3. Sebagai perawatan profesional dan bekerja pada budaya yang asing,
dan niali yang berbeda mengenai perilaku keperawatan, maka akan
ada sinyal yang terang tentang konflik dan problem budaya.
4. Semakin besar ketergantungan personil keperawatan pada tehnologi
danaktivitasnya sehari-hari, akan semakin memperbesar jarak
hubungan interpersonal dan semakin sedikit kepuasan klien.
5. Intervensi keperawatan yang memberikan praktik keperawatan
dengan budaya yang spesifik akan menunjukan sinyak yang positif
tentang kepuasan klien.
23
C. Kerangka Teori
Gambar 2.1 : Kerangka teori hubungan caring perawat dengan tingkat
kepuasan pasien.
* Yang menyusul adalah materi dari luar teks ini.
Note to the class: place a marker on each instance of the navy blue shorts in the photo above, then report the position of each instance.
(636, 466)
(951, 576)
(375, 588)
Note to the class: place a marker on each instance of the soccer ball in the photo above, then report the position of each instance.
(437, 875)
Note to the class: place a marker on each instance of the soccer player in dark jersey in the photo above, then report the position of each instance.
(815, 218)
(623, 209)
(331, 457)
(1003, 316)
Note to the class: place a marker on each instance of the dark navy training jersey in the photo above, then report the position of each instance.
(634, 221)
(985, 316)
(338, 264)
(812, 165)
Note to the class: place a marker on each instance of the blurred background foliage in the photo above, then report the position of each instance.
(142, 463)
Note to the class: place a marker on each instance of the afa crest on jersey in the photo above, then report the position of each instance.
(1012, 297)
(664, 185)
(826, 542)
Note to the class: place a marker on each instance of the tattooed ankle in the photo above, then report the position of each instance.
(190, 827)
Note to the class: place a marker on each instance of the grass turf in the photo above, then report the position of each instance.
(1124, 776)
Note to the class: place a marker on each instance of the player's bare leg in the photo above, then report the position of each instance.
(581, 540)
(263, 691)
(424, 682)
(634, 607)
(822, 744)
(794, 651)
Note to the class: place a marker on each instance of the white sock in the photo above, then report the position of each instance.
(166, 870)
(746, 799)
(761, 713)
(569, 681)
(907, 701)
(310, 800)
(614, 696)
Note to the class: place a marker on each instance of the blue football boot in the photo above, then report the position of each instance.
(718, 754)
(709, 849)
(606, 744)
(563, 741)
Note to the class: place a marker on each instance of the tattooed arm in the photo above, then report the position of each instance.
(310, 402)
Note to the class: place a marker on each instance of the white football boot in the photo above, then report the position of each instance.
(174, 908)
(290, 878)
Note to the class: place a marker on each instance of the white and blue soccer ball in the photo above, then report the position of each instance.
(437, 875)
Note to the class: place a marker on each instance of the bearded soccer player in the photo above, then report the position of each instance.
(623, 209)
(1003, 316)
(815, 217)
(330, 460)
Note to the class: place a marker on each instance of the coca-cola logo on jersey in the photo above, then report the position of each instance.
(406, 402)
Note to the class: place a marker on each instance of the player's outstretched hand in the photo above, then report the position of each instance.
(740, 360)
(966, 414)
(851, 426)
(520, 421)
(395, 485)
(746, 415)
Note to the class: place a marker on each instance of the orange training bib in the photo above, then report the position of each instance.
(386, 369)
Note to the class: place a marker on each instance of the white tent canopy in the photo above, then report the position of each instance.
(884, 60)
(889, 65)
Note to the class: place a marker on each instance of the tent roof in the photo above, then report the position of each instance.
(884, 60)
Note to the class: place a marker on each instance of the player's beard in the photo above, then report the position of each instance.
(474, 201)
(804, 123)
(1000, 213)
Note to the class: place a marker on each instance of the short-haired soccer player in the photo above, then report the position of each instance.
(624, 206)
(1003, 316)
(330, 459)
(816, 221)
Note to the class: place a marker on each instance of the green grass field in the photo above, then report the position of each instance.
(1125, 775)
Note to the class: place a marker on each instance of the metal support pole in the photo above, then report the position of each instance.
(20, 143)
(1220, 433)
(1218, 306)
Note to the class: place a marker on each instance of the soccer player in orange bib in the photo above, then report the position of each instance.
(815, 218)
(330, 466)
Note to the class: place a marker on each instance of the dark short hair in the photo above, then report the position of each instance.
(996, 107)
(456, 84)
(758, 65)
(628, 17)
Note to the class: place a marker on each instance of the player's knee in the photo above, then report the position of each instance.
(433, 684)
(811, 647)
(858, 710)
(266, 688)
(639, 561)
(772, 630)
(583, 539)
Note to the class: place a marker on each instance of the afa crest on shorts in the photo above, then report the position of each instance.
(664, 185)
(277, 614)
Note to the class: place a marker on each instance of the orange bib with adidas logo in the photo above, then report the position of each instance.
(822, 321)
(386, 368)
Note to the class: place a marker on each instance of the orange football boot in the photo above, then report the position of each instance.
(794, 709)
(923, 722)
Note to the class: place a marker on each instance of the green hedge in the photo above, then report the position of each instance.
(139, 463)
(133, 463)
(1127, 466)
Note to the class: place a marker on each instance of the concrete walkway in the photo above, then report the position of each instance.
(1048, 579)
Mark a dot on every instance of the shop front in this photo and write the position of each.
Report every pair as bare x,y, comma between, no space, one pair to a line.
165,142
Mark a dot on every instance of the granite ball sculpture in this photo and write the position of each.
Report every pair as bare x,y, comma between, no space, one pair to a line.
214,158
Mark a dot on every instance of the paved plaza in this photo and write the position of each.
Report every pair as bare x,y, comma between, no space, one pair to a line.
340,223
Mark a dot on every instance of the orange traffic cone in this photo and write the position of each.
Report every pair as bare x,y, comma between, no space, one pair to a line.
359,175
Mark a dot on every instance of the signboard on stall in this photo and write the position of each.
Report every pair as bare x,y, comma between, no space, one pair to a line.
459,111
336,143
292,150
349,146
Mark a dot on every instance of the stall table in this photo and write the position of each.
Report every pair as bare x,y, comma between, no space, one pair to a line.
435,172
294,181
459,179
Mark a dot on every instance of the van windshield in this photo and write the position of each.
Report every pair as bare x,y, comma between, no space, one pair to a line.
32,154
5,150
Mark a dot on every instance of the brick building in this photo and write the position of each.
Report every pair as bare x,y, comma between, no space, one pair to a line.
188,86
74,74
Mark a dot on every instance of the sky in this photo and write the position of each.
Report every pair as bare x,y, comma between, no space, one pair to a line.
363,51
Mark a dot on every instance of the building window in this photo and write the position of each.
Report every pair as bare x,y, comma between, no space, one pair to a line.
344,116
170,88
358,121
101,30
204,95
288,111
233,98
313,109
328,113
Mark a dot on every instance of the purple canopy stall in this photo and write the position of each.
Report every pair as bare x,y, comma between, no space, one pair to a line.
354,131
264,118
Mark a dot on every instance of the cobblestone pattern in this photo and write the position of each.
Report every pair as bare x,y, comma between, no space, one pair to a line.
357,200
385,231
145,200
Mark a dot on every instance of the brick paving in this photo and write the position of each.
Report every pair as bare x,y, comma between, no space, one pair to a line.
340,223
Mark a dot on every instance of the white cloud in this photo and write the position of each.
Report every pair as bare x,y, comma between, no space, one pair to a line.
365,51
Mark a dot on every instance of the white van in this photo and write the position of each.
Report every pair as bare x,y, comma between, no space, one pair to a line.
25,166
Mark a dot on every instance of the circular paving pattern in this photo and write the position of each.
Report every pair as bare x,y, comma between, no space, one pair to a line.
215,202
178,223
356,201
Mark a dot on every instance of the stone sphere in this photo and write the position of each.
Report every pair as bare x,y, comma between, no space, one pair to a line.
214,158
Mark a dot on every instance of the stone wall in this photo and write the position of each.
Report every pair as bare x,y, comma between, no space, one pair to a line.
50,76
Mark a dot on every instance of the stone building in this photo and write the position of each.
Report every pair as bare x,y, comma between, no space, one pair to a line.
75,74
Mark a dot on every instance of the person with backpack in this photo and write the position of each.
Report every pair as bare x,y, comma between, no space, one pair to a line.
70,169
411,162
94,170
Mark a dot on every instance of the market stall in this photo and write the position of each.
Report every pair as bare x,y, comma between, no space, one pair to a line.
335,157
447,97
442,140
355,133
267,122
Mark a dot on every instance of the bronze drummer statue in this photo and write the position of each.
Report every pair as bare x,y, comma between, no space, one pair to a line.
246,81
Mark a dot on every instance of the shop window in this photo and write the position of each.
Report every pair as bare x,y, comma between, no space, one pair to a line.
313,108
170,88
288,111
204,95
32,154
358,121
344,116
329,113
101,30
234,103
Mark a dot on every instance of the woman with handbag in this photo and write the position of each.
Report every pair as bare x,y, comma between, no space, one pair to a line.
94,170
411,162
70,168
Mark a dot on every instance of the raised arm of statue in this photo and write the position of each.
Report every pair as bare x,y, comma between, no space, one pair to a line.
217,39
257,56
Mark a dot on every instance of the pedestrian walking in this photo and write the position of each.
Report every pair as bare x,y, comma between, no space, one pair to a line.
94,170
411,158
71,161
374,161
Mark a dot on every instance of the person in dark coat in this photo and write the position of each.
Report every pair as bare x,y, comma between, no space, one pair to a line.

Sumber : Kotler et all (2003).
D. Kerangka Konsep
Kepuasan klien
- Pemahaman pengguna jasa - Empati (sikap peduli petugas
kesehatan) - Biaya - Penampilan fisik - Jaminan keamanan
(asuransi) - Kehandalan dan ketrampilan
petugas kesehatan - Kecepatan petugas memberi
tanggapan
Caring Perawat Kepuasan Pasien
Gambar 2.2. Kerangka konsep hubungan caring perawat dengan tingkat
kepuasan pasien.
E. Variabel Penelitian
Variabel-variabel yang diteliti meliputi :
1. Variabel bebas (X) yaitu caring perawat.
2. Variabel terikat (Y) yaitu tingkat kepuasan pasien.
F. Hipotesis
Ada hubungan antara caring perawat dengan tingkat kepuasan pasien di
instalasi rawat inap RSUD Tugurejo Semarang.